The Trump Administration appointed two Republican members to the NLRB over the course of 2017 and enjoyed a 3-2 majority by the time the ruling came up for review.
According to a statement the NLRB published after the vote on Dec. 14, “In all future and pending cases, two or more entities will be deemed joint employers under the National Labor Relations Act if there is proof that one entity has exercised control over essential employment terms of another entity’s employees (rather than merely having reserved the right to exercise control) and has done so directly and immediately (rather than indirectly) in a manner that is not limited and routine.”
Scramble for H-2B summer visas already underway OK, 2018 is still young. But franchise owners and other businesses looking to bring in temporary workers under the H2-B visa program in time for summer need to act fast.
The US Citizenship and Immigration Services recently announced it had received enough applications to fill the 33,000 visa slots available during the first half of fiscal 2018.
The agency, part of the Department of Homeland Security, is now taking in applications for the 33,000 H2-B visas for the second half of the fiscal year, with start dates after March 30.
Seasonal and temporary workers from overseas have been in increasingly high demand as the economy has improved and the unemployment rate has fallen.
Faced with pressure from employers desperate for workers, the Department of Homeland Security last fall added an additional 15,000 H-2B visas.
It remains to be seen whether the Trump Administration will go beyond the 66,000 H-2B visas allotted for fiscal 2018, but Congress has authorized double that number.
Soda tax battles brewing for 2018
Seattle kicked off the New Year with a tax on soda and other sugary drinks.
The City Council last June approved the new tax on distributors of 1.75 cents per fluid ounce. The new surcharge, which took effect Jan. 1, covers Coke, Pepsi, energy and sports drinks, and sweetened iced coffees and teas.
While activists have argued that soda and other sugary beverages contribute to obesity, groups representing quick service franchises, small businesses and others say such taxes will hurt sales and kill jobs.
The new Seattle soda tax, in turn, is likely to be a harbinger of things to come in 2018, with battles over proposals to tax sugary beverages heating up across the country.

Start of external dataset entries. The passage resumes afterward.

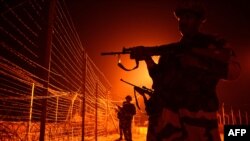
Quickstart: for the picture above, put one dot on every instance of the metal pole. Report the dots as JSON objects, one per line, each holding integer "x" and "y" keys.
{"x": 240, "y": 118}
{"x": 57, "y": 100}
{"x": 246, "y": 119}
{"x": 223, "y": 114}
{"x": 84, "y": 67}
{"x": 46, "y": 45}
{"x": 232, "y": 116}
{"x": 96, "y": 112}
{"x": 31, "y": 107}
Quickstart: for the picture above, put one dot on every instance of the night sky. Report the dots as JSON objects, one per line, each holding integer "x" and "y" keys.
{"x": 110, "y": 25}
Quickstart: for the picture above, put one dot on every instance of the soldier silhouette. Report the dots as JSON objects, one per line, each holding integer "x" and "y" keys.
{"x": 185, "y": 102}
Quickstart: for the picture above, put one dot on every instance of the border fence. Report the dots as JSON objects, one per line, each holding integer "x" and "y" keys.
{"x": 50, "y": 88}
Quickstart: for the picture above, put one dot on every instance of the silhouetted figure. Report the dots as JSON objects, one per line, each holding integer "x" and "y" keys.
{"x": 185, "y": 103}
{"x": 121, "y": 118}
{"x": 128, "y": 111}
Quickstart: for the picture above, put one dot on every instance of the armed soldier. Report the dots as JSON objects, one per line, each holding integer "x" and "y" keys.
{"x": 185, "y": 79}
{"x": 184, "y": 104}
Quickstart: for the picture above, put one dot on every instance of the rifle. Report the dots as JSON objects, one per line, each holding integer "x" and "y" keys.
{"x": 140, "y": 90}
{"x": 140, "y": 53}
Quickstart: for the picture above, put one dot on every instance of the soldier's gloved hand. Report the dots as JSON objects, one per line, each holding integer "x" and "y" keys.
{"x": 139, "y": 90}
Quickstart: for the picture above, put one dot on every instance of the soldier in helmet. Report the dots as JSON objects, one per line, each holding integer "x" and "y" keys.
{"x": 185, "y": 103}
{"x": 129, "y": 111}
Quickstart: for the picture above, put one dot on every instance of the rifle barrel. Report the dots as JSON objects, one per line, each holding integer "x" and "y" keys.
{"x": 114, "y": 53}
{"x": 128, "y": 82}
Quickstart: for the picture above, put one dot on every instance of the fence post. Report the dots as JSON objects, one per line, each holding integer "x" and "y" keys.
{"x": 83, "y": 89}
{"x": 96, "y": 112}
{"x": 31, "y": 107}
{"x": 45, "y": 45}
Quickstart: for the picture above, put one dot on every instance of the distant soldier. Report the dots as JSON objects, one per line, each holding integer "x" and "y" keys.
{"x": 185, "y": 102}
{"x": 120, "y": 116}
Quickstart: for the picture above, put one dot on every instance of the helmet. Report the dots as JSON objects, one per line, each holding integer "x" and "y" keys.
{"x": 191, "y": 7}
{"x": 128, "y": 97}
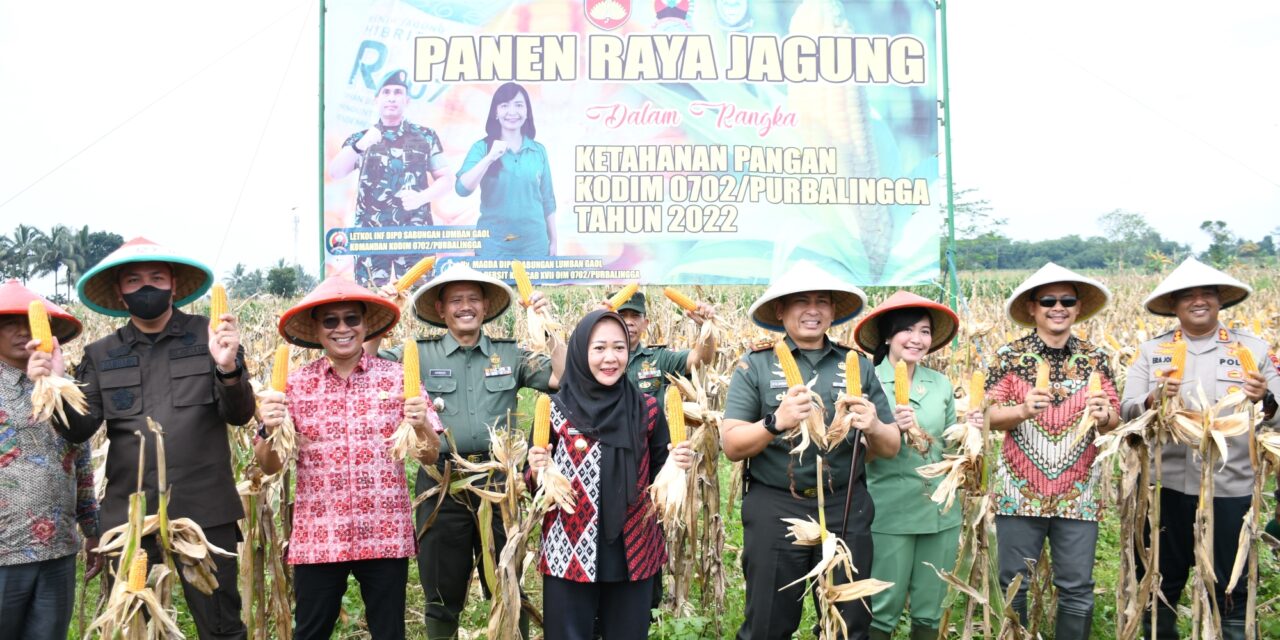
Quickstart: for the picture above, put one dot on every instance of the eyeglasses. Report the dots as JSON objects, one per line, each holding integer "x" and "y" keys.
{"x": 351, "y": 320}
{"x": 1048, "y": 301}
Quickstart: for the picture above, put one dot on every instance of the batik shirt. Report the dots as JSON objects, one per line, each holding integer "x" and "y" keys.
{"x": 46, "y": 484}
{"x": 352, "y": 498}
{"x": 1045, "y": 470}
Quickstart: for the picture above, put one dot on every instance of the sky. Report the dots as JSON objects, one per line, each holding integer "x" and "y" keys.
{"x": 197, "y": 124}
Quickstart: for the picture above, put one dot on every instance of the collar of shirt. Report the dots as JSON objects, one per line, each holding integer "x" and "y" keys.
{"x": 451, "y": 343}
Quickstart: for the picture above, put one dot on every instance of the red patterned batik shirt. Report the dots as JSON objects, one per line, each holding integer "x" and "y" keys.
{"x": 352, "y": 498}
{"x": 1045, "y": 470}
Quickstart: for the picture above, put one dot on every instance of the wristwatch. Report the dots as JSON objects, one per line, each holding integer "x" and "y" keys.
{"x": 771, "y": 424}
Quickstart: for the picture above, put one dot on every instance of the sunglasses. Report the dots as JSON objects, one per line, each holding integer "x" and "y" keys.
{"x": 1048, "y": 301}
{"x": 351, "y": 320}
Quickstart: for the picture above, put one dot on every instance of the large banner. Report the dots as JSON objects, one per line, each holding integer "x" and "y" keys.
{"x": 693, "y": 141}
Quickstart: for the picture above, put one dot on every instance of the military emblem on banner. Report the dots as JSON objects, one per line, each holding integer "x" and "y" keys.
{"x": 607, "y": 14}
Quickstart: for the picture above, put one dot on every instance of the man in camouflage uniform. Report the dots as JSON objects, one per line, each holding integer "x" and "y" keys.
{"x": 1194, "y": 293}
{"x": 402, "y": 170}
{"x": 474, "y": 382}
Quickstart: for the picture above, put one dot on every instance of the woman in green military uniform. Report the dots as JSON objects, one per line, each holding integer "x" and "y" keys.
{"x": 915, "y": 531}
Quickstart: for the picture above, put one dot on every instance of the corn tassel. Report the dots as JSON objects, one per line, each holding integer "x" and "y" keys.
{"x": 39, "y": 320}
{"x": 680, "y": 298}
{"x": 522, "y": 284}
{"x": 675, "y": 407}
{"x": 138, "y": 571}
{"x": 853, "y": 375}
{"x": 216, "y": 304}
{"x": 543, "y": 421}
{"x": 624, "y": 296}
{"x": 414, "y": 273}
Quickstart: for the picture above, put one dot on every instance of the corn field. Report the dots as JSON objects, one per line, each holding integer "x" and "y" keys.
{"x": 704, "y": 583}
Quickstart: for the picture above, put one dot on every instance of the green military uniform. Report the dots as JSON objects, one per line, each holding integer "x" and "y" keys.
{"x": 782, "y": 485}
{"x": 474, "y": 388}
{"x": 917, "y": 530}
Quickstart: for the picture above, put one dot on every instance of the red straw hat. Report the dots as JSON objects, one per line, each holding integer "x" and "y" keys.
{"x": 298, "y": 328}
{"x": 945, "y": 321}
{"x": 16, "y": 298}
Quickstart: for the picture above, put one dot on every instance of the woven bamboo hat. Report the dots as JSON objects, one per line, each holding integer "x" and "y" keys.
{"x": 96, "y": 288}
{"x": 1092, "y": 293}
{"x": 1193, "y": 273}
{"x": 945, "y": 321}
{"x": 803, "y": 277}
{"x": 496, "y": 291}
{"x": 298, "y": 327}
{"x": 16, "y": 298}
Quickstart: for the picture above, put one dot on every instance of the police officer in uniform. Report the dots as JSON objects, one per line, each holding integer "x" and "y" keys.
{"x": 1194, "y": 293}
{"x": 186, "y": 373}
{"x": 760, "y": 411}
{"x": 474, "y": 382}
{"x": 649, "y": 364}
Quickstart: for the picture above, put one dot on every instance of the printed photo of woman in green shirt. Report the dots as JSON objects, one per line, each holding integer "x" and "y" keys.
{"x": 517, "y": 204}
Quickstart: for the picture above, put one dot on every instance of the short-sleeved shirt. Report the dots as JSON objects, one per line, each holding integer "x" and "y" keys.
{"x": 475, "y": 388}
{"x": 352, "y": 498}
{"x": 46, "y": 484}
{"x": 1210, "y": 365}
{"x": 757, "y": 389}
{"x": 896, "y": 480}
{"x": 402, "y": 160}
{"x": 515, "y": 200}
{"x": 648, "y": 368}
{"x": 1043, "y": 470}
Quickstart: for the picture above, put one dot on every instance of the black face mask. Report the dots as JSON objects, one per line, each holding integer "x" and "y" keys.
{"x": 147, "y": 302}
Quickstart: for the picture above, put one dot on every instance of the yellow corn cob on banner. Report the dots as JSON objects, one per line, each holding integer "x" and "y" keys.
{"x": 624, "y": 296}
{"x": 522, "y": 284}
{"x": 790, "y": 370}
{"x": 901, "y": 384}
{"x": 1042, "y": 375}
{"x": 1178, "y": 365}
{"x": 39, "y": 320}
{"x": 680, "y": 298}
{"x": 543, "y": 420}
{"x": 853, "y": 374}
{"x": 415, "y": 273}
{"x": 216, "y": 304}
{"x": 280, "y": 369}
{"x": 675, "y": 406}
{"x": 412, "y": 374}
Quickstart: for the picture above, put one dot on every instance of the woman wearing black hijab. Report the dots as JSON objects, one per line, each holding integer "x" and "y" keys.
{"x": 609, "y": 439}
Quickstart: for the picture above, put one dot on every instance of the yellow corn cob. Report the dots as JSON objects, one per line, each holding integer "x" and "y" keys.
{"x": 543, "y": 420}
{"x": 216, "y": 304}
{"x": 1246, "y": 357}
{"x": 39, "y": 319}
{"x": 138, "y": 571}
{"x": 901, "y": 384}
{"x": 522, "y": 284}
{"x": 1179, "y": 361}
{"x": 280, "y": 369}
{"x": 415, "y": 273}
{"x": 412, "y": 375}
{"x": 624, "y": 296}
{"x": 680, "y": 298}
{"x": 790, "y": 370}
{"x": 675, "y": 407}
{"x": 1042, "y": 375}
{"x": 853, "y": 374}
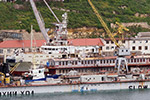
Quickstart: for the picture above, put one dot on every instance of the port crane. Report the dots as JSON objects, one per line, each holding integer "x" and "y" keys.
{"x": 61, "y": 27}
{"x": 120, "y": 51}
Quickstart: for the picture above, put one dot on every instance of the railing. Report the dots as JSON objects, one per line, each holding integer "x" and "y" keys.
{"x": 101, "y": 62}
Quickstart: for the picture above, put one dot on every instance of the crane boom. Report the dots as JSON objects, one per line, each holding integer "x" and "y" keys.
{"x": 51, "y": 11}
{"x": 103, "y": 24}
{"x": 40, "y": 23}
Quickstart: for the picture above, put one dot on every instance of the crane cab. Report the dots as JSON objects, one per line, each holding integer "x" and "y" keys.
{"x": 122, "y": 52}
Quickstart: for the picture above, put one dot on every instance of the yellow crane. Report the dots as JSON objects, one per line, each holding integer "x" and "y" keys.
{"x": 112, "y": 36}
{"x": 120, "y": 51}
{"x": 13, "y": 69}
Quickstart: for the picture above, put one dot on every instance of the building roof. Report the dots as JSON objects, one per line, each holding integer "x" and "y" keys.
{"x": 20, "y": 43}
{"x": 27, "y": 44}
{"x": 143, "y": 34}
{"x": 86, "y": 42}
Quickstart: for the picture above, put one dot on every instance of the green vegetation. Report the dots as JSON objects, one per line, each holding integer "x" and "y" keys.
{"x": 80, "y": 13}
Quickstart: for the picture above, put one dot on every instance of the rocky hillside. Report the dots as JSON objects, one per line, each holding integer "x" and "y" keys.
{"x": 19, "y": 15}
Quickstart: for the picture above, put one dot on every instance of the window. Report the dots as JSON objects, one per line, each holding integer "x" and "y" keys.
{"x": 133, "y": 48}
{"x": 107, "y": 48}
{"x": 107, "y": 42}
{"x": 123, "y": 41}
{"x": 146, "y": 48}
{"x": 112, "y": 47}
{"x": 1, "y": 50}
{"x": 112, "y": 42}
{"x": 8, "y": 50}
{"x": 140, "y": 48}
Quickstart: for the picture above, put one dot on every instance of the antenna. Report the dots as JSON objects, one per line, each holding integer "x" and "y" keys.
{"x": 51, "y": 11}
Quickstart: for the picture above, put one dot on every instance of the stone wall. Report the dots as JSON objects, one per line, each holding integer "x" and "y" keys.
{"x": 141, "y": 24}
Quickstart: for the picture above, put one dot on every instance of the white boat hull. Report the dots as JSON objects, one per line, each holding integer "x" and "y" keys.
{"x": 55, "y": 88}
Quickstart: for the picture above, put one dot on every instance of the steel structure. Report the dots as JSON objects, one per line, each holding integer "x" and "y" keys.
{"x": 40, "y": 23}
{"x": 120, "y": 51}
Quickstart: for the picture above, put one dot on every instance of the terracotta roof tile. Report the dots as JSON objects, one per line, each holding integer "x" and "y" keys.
{"x": 26, "y": 43}
{"x": 19, "y": 43}
{"x": 86, "y": 42}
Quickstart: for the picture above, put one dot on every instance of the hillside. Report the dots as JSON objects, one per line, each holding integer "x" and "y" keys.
{"x": 19, "y": 15}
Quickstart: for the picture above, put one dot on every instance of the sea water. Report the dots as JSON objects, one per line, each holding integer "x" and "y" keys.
{"x": 102, "y": 95}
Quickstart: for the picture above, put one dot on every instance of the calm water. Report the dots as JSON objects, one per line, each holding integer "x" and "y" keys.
{"x": 105, "y": 95}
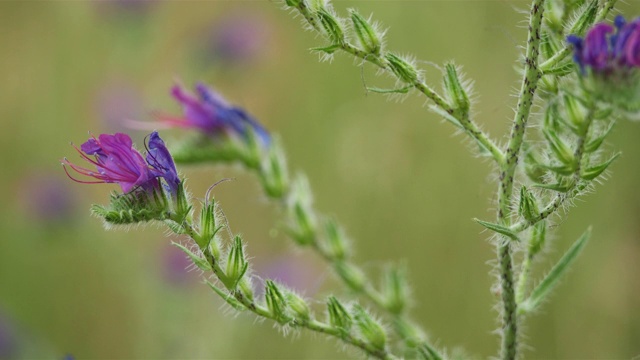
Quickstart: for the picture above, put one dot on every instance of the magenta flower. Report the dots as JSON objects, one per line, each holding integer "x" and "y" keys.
{"x": 116, "y": 161}
{"x": 606, "y": 48}
{"x": 210, "y": 113}
{"x": 160, "y": 159}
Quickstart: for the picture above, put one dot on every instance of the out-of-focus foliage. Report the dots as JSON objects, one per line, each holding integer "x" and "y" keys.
{"x": 402, "y": 185}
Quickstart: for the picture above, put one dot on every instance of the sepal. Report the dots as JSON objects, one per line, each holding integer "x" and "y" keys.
{"x": 593, "y": 172}
{"x": 237, "y": 263}
{"x": 402, "y": 68}
{"x": 339, "y": 317}
{"x": 528, "y": 207}
{"x": 498, "y": 229}
{"x": 134, "y": 207}
{"x": 197, "y": 260}
{"x": 367, "y": 35}
{"x": 276, "y": 303}
{"x": 370, "y": 329}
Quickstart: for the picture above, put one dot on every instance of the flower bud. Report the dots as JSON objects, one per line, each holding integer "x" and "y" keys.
{"x": 456, "y": 93}
{"x": 367, "y": 35}
{"x": 538, "y": 238}
{"x": 339, "y": 317}
{"x": 336, "y": 241}
{"x": 403, "y": 69}
{"x": 528, "y": 208}
{"x": 370, "y": 329}
{"x": 351, "y": 275}
{"x": 237, "y": 264}
{"x": 396, "y": 289}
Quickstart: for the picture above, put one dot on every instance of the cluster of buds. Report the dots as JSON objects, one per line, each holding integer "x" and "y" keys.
{"x": 151, "y": 187}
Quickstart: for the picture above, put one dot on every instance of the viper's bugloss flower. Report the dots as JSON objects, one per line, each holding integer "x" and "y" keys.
{"x": 607, "y": 49}
{"x": 116, "y": 161}
{"x": 160, "y": 159}
{"x": 208, "y": 112}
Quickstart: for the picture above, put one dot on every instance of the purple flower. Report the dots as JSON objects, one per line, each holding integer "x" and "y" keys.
{"x": 209, "y": 112}
{"x": 606, "y": 48}
{"x": 46, "y": 199}
{"x": 160, "y": 159}
{"x": 116, "y": 161}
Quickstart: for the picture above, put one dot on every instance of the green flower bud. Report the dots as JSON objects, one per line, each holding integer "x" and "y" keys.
{"x": 367, "y": 35}
{"x": 538, "y": 238}
{"x": 237, "y": 264}
{"x": 370, "y": 329}
{"x": 402, "y": 68}
{"x": 351, "y": 275}
{"x": 396, "y": 289}
{"x": 528, "y": 208}
{"x": 455, "y": 91}
{"x": 298, "y": 306}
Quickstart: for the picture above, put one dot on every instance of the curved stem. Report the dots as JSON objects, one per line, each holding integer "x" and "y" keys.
{"x": 259, "y": 310}
{"x": 525, "y": 100}
{"x": 470, "y": 127}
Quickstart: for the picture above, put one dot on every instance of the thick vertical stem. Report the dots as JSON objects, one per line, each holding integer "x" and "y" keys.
{"x": 526, "y": 97}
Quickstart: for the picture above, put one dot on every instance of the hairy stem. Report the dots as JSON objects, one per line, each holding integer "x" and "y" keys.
{"x": 505, "y": 192}
{"x": 261, "y": 311}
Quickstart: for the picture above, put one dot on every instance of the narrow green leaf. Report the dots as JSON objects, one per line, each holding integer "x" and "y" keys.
{"x": 402, "y": 90}
{"x": 197, "y": 260}
{"x": 595, "y": 171}
{"x": 498, "y": 228}
{"x": 563, "y": 186}
{"x": 559, "y": 147}
{"x": 326, "y": 49}
{"x": 227, "y": 297}
{"x": 546, "y": 285}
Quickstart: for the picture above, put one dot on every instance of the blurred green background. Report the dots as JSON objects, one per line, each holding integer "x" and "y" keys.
{"x": 402, "y": 185}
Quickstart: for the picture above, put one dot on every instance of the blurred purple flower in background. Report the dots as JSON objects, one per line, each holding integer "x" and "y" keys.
{"x": 606, "y": 49}
{"x": 116, "y": 161}
{"x": 46, "y": 199}
{"x": 116, "y": 103}
{"x": 208, "y": 112}
{"x": 238, "y": 38}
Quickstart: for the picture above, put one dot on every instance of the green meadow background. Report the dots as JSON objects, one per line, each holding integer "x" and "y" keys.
{"x": 398, "y": 179}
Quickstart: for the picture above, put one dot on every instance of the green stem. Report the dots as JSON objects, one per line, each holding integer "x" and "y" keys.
{"x": 578, "y": 184}
{"x": 525, "y": 100}
{"x": 313, "y": 325}
{"x": 523, "y": 279}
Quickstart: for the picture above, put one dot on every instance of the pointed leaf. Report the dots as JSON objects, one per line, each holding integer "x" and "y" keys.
{"x": 498, "y": 228}
{"x": 227, "y": 297}
{"x": 197, "y": 260}
{"x": 546, "y": 285}
{"x": 595, "y": 171}
{"x": 326, "y": 49}
{"x": 595, "y": 144}
{"x": 402, "y": 90}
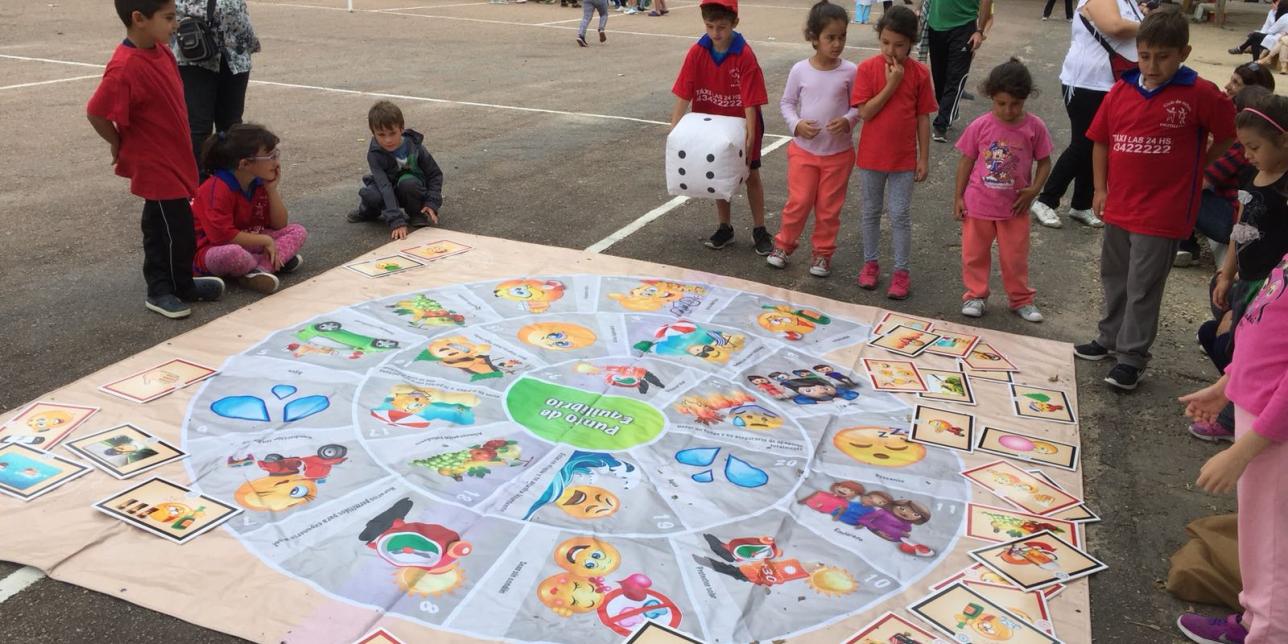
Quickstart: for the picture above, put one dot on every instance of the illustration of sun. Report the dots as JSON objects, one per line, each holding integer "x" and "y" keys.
{"x": 832, "y": 581}
{"x": 416, "y": 581}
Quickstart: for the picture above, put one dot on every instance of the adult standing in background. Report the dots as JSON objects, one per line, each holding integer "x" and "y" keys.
{"x": 215, "y": 89}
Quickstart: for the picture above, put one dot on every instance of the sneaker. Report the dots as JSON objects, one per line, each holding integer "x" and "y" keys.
{"x": 259, "y": 281}
{"x": 1029, "y": 313}
{"x": 720, "y": 238}
{"x": 1091, "y": 352}
{"x": 1086, "y": 217}
{"x": 1125, "y": 376}
{"x": 821, "y": 267}
{"x": 870, "y": 274}
{"x": 1212, "y": 630}
{"x": 1045, "y": 214}
{"x": 777, "y": 259}
{"x": 763, "y": 240}
{"x": 899, "y": 284}
{"x": 168, "y": 305}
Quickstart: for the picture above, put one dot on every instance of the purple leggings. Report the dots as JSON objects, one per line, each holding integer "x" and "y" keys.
{"x": 233, "y": 260}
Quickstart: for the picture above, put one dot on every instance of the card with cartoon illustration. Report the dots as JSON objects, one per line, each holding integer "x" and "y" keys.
{"x": 1020, "y": 488}
{"x": 27, "y": 473}
{"x": 43, "y": 424}
{"x": 970, "y": 618}
{"x": 381, "y": 267}
{"x": 906, "y": 341}
{"x": 948, "y": 385}
{"x": 166, "y": 509}
{"x": 900, "y": 376}
{"x": 125, "y": 451}
{"x": 891, "y": 627}
{"x": 1036, "y": 402}
{"x": 943, "y": 428}
{"x": 153, "y": 383}
{"x": 1037, "y": 560}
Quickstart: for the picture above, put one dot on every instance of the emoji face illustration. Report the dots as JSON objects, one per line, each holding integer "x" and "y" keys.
{"x": 879, "y": 446}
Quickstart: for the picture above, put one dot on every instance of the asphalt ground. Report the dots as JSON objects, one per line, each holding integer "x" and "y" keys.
{"x": 544, "y": 142}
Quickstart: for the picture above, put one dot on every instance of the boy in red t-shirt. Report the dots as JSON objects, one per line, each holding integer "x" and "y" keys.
{"x": 1150, "y": 143}
{"x": 720, "y": 76}
{"x": 138, "y": 108}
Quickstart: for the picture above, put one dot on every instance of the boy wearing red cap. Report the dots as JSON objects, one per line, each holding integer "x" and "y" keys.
{"x": 720, "y": 76}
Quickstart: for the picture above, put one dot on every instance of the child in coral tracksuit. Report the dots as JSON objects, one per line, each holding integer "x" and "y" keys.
{"x": 993, "y": 191}
{"x": 815, "y": 106}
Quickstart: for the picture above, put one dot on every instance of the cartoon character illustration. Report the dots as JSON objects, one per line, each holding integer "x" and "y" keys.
{"x": 585, "y": 501}
{"x": 535, "y": 295}
{"x": 790, "y": 322}
{"x": 424, "y": 312}
{"x": 478, "y": 461}
{"x": 426, "y": 555}
{"x": 557, "y": 336}
{"x": 416, "y": 407}
{"x": 291, "y": 481}
{"x": 684, "y": 338}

Support for soda taxes is on the rise in other parts of the country as well. As Arizona struggles to raise money for education, voters in this generally anti-tax state appear to be sweet on taxing soda. A recent poll found that 59 percent of voters in Arizona would be in favor of a .02 cent per ounce tax on soda if the money raised was dedicated to schools, the Arizona Republic reports.
State lawmakers in Phoenix are considering expanding Proposition 301, which adds a .6 cent sales tax and raises $600 million in education funding every year, and is set to expire in 2021.
Next door in New Mexico, a state senator wants to commission a study looking at the benefits of taxing sugary drinks. If the report comes up positive, Sen. Jerry Ortiz y Pino said he will draft legislation to extend the state sales tax on other items to soda.
Albany and Berkeley, two California cities – and Philadelphia – all now have soda taxes, while San Francisco, Oakland and Boulder have all passed legislation.
However, pushback is also growing. Voters in Santa Fe shot down a proposal last year to slap a surcharge on soda, while Cook County in Illinois, which includes Chicago, has just repealed its short-lived tax on soft drinks.
Wages headed up/sick leave on the menu
The minimum wage went up in 18 states on Jan. 1st. According to the Economic Policy institute, ten were the result of legislation or ballot campaigns, they are: Vermont, Rhode Island New York, Maine, Michigan, Arizona, California, Colorado and Hawaii.
The minimum wage has gone up in another eight due to built-in inflation adjusters, they include: South Dakota, Alaska, Minnesota, Florida, Montana, Missouri, Ohio, and New Jersey.
Sick leave is also spreading. With the New Year, Washington joined six other states and the District of Columbia that now require businesses to offer paid sick leave. New York has also upped the ante with its new law that will require employers to provide up to 12 weeks of paid family leave at 67 percent of the employee’s salary by 2021 when the mandate is fully phased in.
As we’ve seen, rules and regulations have a way of eating away at profit margins for small business owners. The soda tax, minimum wage and sick leave all bear watching, as does the patchwork of regulations popping up to protect consumer data and privacy in the wake of major incidents like the data breach at Equifax. Throughout the year, Independent Joe will continue to monitor the issues, rules and regulations that will impact how you operate your business and profit from it.